Additionally, Glass highlighted “affiliate networks,” non-marketplace networks that “don’t seek to own the transaction or own the customer data” as opportunities to “remove friction from the customer searching for a restaurant and transacting.” These networks, which intersect with consumers’ daily routines — Glass cited Google Maps and Sirius XM — provide opportunities for contextual commerce, marketing restaurants to consumers at moments in their day when they may be looking for a meal.

Olo’s network model, Glass pointed out, has been successful for SaaS giants such as Salesforce and Shopify.

“We don’t have to reinvent the wheel,” he said. “We can just learn from the masters of a big SaaS ecosystem and ultimately keep our customer in our heart … What are the things that are going to add value to their ability to meet the needs of the on-demand consumer? And with that as our mantra, [we can] grow from here.”

Reflecting On A Tough Year

It hasn’t been an easy road for Olo. Glass described his reaction amid the first round of pandemic-related lockdowns, at which time he posed this question to his team: “What does the industry need from us now?”

From there, the company built out its curbside pickup options and its delivery capabilities, while also adapting on-premise dining options for restaurants looking to provide outdoor table service with contact-free features like QR code ordering.

One example of a successful pandemic-conscious restaurant solution powered by Olo, Glass cited, is MrBeast Burger, a virtual, delivery-only restaurant created by restaurant magnate Robert Earl in partnership with YouTube celebrity MrBeast.

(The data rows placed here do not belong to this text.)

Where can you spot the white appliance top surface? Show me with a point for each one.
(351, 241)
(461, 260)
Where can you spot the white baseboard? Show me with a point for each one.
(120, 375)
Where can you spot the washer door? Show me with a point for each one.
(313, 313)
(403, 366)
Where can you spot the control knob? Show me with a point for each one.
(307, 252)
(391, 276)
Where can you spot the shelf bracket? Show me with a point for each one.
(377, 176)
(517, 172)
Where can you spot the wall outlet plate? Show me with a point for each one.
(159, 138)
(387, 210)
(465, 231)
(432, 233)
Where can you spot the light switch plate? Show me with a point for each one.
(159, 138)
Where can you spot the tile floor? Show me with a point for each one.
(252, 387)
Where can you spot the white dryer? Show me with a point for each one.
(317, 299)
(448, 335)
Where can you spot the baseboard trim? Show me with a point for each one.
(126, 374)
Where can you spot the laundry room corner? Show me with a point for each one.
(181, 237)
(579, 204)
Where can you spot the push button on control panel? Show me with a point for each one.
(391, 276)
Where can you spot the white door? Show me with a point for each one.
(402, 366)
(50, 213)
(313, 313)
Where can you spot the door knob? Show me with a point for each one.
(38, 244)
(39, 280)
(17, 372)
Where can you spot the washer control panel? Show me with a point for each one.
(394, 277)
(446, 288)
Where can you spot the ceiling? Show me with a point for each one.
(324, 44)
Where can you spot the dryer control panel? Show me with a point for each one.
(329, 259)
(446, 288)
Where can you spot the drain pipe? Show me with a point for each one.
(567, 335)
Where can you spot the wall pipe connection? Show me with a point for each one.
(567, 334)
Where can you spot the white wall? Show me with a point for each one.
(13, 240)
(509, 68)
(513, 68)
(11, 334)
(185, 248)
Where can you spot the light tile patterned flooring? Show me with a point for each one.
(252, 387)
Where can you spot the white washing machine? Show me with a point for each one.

“MrBeast Burger was this phenomenon,” Glass said. “It was through our partnership with Robert Earl and his restaurant portfolio. He said, ‘I’m doing this thing, virtual additional concepts. There’s a celebrity angle to it. I know you’ve never heard of him, but I’ll tell you, Mr. Beast is a big deal, 80 million followers, and we’re going to launch Mr. Beast burger on top of your platform, and we’re going to do it across 200 of our kitchens.’”

Olo was not expecting this to be a great success. Glass recalled, “We had just really low expectations — there were just no expectations for it. It was one of those things where, like, maybe this will be [an] interesting story at some point.”

The MrBeast Burger app became the No. 1 app on Apple’s App Store for a time, and the restaurant has processed over 1 million orders, all of which have come through Olo. In Glass’s summation, “It was just an incredible thing to witness.”